M. Georges emploie de nombreux Hindous. Deux d'entre eux viennent de se quereller devant nous. Ils s'apaisent bientôt à la menace de se voir dénoncer à l'inspecteur. Le terrain étant pauvre, M. Georges est obligé d'engraisser ses cannes avec une préparation de guano qu'il importe d'Angleterre au prix de 55 l. stg. la tonne. La canne dure 3 ans et donne une récolte par an.
À mon retour, j'admire encore une fois la campagne verdoyante et par-ci par-là quelques magnifiques villas de riches marchands. Je salue M. Malabre, notre vice-consul, fais ma petite provision de rhum, et à 5 heures je suis à bord pour le dîner.

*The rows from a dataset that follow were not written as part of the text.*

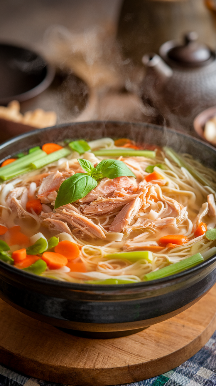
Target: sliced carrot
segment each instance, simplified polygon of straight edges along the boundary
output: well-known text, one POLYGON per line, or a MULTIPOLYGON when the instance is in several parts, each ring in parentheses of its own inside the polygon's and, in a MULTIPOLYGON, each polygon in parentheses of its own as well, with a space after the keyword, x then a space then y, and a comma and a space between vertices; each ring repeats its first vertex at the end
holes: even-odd
POLYGON ((149 182, 149 181, 152 181, 153 179, 164 179, 164 178, 163 176, 157 172, 153 171, 153 173, 146 176, 145 179, 147 182, 149 182))
POLYGON ((164 236, 161 237, 159 242, 161 244, 167 245, 167 244, 177 244, 178 245, 182 245, 188 242, 189 240, 185 236, 183 235, 169 235, 168 236, 164 236))
POLYGON ((69 261, 76 259, 80 253, 78 245, 69 240, 60 241, 55 247, 55 252, 65 256, 69 261))
POLYGON ((70 271, 72 272, 87 272, 85 266, 82 261, 78 261, 75 262, 74 262, 73 261, 69 261, 67 266, 70 268, 70 271))
POLYGON ((44 252, 42 259, 50 269, 58 269, 67 264, 67 259, 65 256, 55 252, 44 252))
POLYGON ((206 233, 207 230, 206 224, 204 222, 201 222, 194 232, 194 236, 198 237, 198 236, 202 236, 206 233))
POLYGON ((36 215, 39 215, 42 211, 43 208, 41 203, 39 200, 36 198, 35 200, 30 200, 26 204, 26 210, 30 213, 32 213, 31 209, 32 209, 36 215))
POLYGON ((32 264, 35 263, 35 261, 40 258, 39 256, 36 256, 36 255, 27 255, 26 258, 22 261, 17 263, 15 264, 15 266, 17 268, 19 268, 20 269, 23 268, 27 268, 27 267, 30 267, 32 265, 32 264))
POLYGON ((6 165, 8 165, 9 164, 11 164, 12 162, 16 161, 17 159, 17 158, 8 158, 7 159, 5 159, 5 161, 2 162, 1 165, 1 168, 2 166, 6 166, 6 165))
POLYGON ((16 244, 18 245, 24 244, 26 246, 28 245, 28 237, 23 233, 21 233, 19 225, 15 225, 10 228, 5 234, 5 239, 9 246, 16 244))
POLYGON ((18 262, 26 258, 26 249, 22 248, 22 249, 14 251, 12 254, 12 258, 15 262, 18 262))
POLYGON ((8 230, 8 228, 3 225, 0 225, 0 235, 4 235, 7 230, 8 230))
POLYGON ((175 248, 177 247, 177 244, 172 244, 171 242, 169 242, 166 245, 166 248, 175 248))
POLYGON ((50 153, 53 153, 54 151, 60 150, 60 149, 63 149, 62 146, 57 145, 57 144, 44 144, 42 146, 42 150, 44 151, 47 154, 50 154, 50 153))

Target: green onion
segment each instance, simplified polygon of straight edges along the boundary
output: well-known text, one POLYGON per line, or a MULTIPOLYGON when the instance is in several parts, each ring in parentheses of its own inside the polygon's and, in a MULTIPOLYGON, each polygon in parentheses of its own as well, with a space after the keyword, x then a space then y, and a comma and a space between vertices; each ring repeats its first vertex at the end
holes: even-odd
POLYGON ((95 150, 92 151, 92 153, 95 156, 106 156, 108 157, 120 157, 135 156, 136 157, 142 156, 147 157, 149 158, 154 158, 156 156, 155 151, 151 150, 134 150, 133 149, 104 149, 101 150, 95 150))
POLYGON ((202 176, 197 170, 196 170, 193 166, 190 165, 188 162, 184 161, 182 157, 181 157, 179 154, 177 154, 170 147, 164 147, 163 150, 166 154, 173 161, 174 161, 179 166, 183 166, 188 171, 191 175, 194 177, 199 182, 202 184, 202 185, 211 186, 209 181, 206 179, 205 178, 202 176))
POLYGON ((126 259, 132 261, 136 261, 141 259, 145 259, 149 262, 152 261, 152 252, 149 251, 138 251, 133 252, 119 252, 117 253, 110 253, 105 255, 104 257, 109 260, 111 259, 126 259))
POLYGON ((138 283, 137 280, 129 279, 105 279, 104 280, 88 280, 85 281, 87 284, 130 284, 138 283))
MULTIPOLYGON (((36 151, 35 152, 37 151, 36 151)), ((35 152, 33 152, 33 154, 35 152)), ((38 159, 32 162, 31 166, 33 169, 40 169, 40 168, 43 168, 43 166, 48 165, 48 164, 57 161, 60 158, 67 157, 69 154, 70 154, 70 150, 66 149, 65 147, 63 147, 63 149, 61 149, 60 150, 57 150, 57 151, 54 151, 53 153, 50 153, 50 154, 47 155, 46 157, 44 157, 41 159, 38 159)))
POLYGON ((196 253, 196 255, 187 257, 187 259, 181 260, 181 261, 178 261, 177 263, 174 263, 166 267, 164 267, 158 271, 146 274, 144 276, 144 281, 155 280, 157 279, 165 278, 170 275, 174 275, 175 273, 178 273, 182 271, 188 269, 189 268, 194 267, 199 263, 201 262, 203 260, 203 257, 200 253, 196 253))
POLYGON ((31 153, 33 153, 33 151, 37 150, 39 149, 40 149, 39 146, 35 146, 34 147, 32 147, 31 149, 30 149, 28 150, 28 154, 30 154, 31 153))
POLYGON ((0 168, 0 177, 1 178, 2 175, 4 175, 5 172, 7 173, 9 171, 10 172, 11 170, 18 170, 20 168, 28 166, 32 162, 42 157, 46 157, 47 155, 47 153, 40 149, 35 150, 33 153, 27 154, 27 156, 24 156, 13 162, 0 168))

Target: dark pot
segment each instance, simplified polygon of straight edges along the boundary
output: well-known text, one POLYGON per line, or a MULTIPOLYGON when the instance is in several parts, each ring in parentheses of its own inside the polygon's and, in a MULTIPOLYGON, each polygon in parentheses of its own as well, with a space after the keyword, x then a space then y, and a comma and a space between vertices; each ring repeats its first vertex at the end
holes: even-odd
MULTIPOLYGON (((189 135, 144 123, 87 122, 35 130, 0 146, 3 160, 33 146, 66 139, 128 137, 168 145, 216 166, 216 150, 189 135)), ((71 333, 95 338, 133 334, 186 309, 216 282, 216 256, 184 272, 151 282, 97 285, 32 275, 0 261, 0 297, 22 312, 71 333)))

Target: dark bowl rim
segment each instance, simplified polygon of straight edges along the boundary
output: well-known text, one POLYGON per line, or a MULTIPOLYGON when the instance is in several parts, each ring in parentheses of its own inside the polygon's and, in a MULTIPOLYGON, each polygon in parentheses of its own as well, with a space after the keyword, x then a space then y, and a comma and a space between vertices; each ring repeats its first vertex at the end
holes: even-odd
MULTIPOLYGON (((195 142, 201 143, 203 145, 206 146, 207 147, 210 147, 213 150, 214 150, 214 152, 216 152, 216 149, 215 148, 208 143, 204 142, 204 141, 202 141, 199 139, 195 138, 192 135, 186 134, 185 133, 183 133, 177 130, 174 130, 172 129, 166 127, 165 126, 162 126, 159 125, 155 125, 152 124, 147 123, 144 122, 125 122, 124 121, 109 120, 92 120, 84 121, 83 122, 72 122, 70 123, 63 124, 62 124, 55 125, 54 126, 50 126, 49 127, 45 127, 44 129, 36 129, 34 130, 32 130, 31 131, 28 132, 27 133, 24 133, 23 134, 20 134, 16 137, 13 137, 8 141, 5 141, 0 145, 0 151, 2 149, 3 149, 5 147, 6 145, 10 145, 13 143, 14 143, 14 142, 16 142, 18 139, 22 139, 24 138, 26 138, 28 137, 31 136, 34 134, 41 133, 43 132, 48 131, 49 130, 51 130, 53 129, 60 129, 62 127, 68 127, 69 126, 75 126, 76 125, 79 125, 80 124, 89 124, 90 123, 91 124, 95 123, 97 124, 101 124, 103 125, 105 125, 105 124, 107 123, 115 124, 121 124, 121 125, 124 124, 130 124, 140 126, 141 127, 144 126, 149 127, 150 126, 150 127, 154 127, 154 129, 156 129, 157 130, 166 130, 168 132, 170 132, 171 134, 177 133, 179 135, 180 135, 183 137, 185 137, 186 138, 190 138, 195 142)), ((23 149, 23 150, 24 149, 23 149)), ((9 155, 8 156, 10 156, 9 155)), ((0 160, 0 162, 2 162, 5 159, 7 159, 7 157, 5 157, 5 158, 2 159, 2 160, 0 160)), ((168 284, 169 282, 172 282, 174 280, 179 278, 180 279, 183 276, 185 276, 186 278, 188 276, 190 275, 191 274, 193 274, 194 273, 196 273, 196 271, 198 271, 198 273, 199 271, 203 270, 203 269, 207 268, 209 266, 211 265, 216 260, 216 253, 214 255, 211 256, 210 257, 207 259, 206 260, 205 260, 202 262, 200 263, 199 264, 198 264, 197 265, 195 266, 194 267, 193 267, 189 269, 186 269, 181 272, 179 272, 178 273, 175 274, 174 275, 166 276, 164 278, 162 278, 161 279, 158 279, 154 280, 141 281, 139 282, 138 283, 131 283, 127 284, 114 284, 102 285, 98 284, 89 284, 87 283, 82 284, 80 283, 72 283, 67 282, 61 281, 60 280, 58 280, 57 279, 55 280, 51 278, 50 279, 49 278, 45 278, 34 275, 32 274, 30 274, 28 272, 26 272, 21 270, 17 269, 13 267, 13 266, 7 264, 1 260, 0 260, 0 267, 2 267, 2 268, 4 269, 5 270, 7 271, 8 273, 12 272, 13 273, 17 274, 17 276, 23 277, 24 278, 28 278, 29 279, 31 278, 33 281, 37 283, 39 282, 42 284, 43 283, 44 284, 46 283, 49 285, 49 284, 50 284, 50 285, 53 286, 54 285, 55 286, 58 286, 62 288, 66 288, 68 289, 71 289, 75 290, 79 290, 80 291, 92 291, 93 290, 97 290, 97 291, 105 291, 106 290, 107 291, 113 291, 114 290, 117 290, 117 289, 119 289, 119 290, 123 289, 132 290, 132 289, 136 289, 136 288, 138 289, 141 287, 144 287, 144 288, 146 288, 148 286, 152 287, 152 286, 156 286, 157 284, 159 285, 161 284, 168 284)))
POLYGON ((45 58, 40 53, 38 52, 37 50, 35 50, 34 48, 32 49, 31 47, 28 47, 27 46, 23 46, 22 45, 20 46, 18 44, 13 44, 10 42, 7 42, 0 41, 0 46, 1 46, 27 50, 35 54, 44 61, 45 64, 44 68, 46 69, 46 73, 43 80, 37 86, 27 91, 22 93, 21 94, 12 95, 11 96, 1 98, 0 99, 0 104, 6 104, 14 99, 16 99, 19 102, 23 102, 27 100, 40 94, 50 86, 54 79, 55 74, 55 68, 52 64, 47 63, 45 58))

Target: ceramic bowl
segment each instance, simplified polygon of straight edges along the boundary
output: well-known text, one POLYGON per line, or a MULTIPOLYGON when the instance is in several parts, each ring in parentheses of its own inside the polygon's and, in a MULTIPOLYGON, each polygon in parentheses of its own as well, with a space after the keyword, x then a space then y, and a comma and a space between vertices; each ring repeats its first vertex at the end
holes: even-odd
MULTIPOLYGON (((189 135, 144 123, 91 122, 35 130, 0 146, 0 159, 47 142, 103 137, 188 152, 215 169, 216 150, 189 135)), ((1 161, 1 162, 2 162, 1 161)), ((32 275, 0 261, 0 297, 21 312, 74 334, 107 338, 134 334, 190 306, 216 282, 216 256, 175 275, 149 282, 97 285, 32 275)))

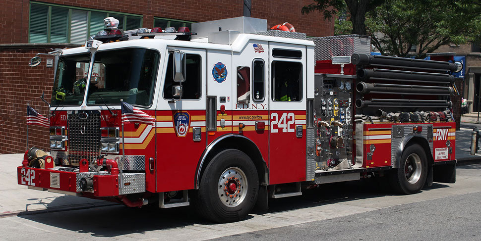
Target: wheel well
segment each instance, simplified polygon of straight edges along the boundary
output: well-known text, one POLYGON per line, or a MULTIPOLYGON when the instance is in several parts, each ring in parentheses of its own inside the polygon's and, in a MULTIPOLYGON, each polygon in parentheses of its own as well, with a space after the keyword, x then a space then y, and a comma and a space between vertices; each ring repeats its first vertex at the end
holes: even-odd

Le navire a chargé une collection de tortues qu'on porte en Angleterre pour la soupe des gourmets. Presque toutes ont plus d'un mètre de long: elles sont renversées sur le dos, et regardent avec des yeux languissants qui inspirent la compassion. Un grand nombre de négresses viennent nous offrir des paniers et des éventails en feuilles de palmiers. La couleur de leur peau est plus ou moins foncée: entre le blanc pur et le noir pur, on compte trois degrés désignés par des noms différents: le sambo, le mulâtre, le quarteron.
Le 9 septembre, à 9 heures du matin, le navire lève l'ancre. Nous parcourons en sens inverse la magnifique rade. Au loin sur la montagne, on aperçoit les blanches baraques du bataillon de soldats européens que l'Angleterre entretient dans l'île; le bataillon de soldats nègres commandé par des Européens est cantonné dans la ville. Les baraques du bataillon européen sont à 2,000 pieds sur le niveau de la mer et jouissent d'un climat plus sain et plus frais: c'est pratique.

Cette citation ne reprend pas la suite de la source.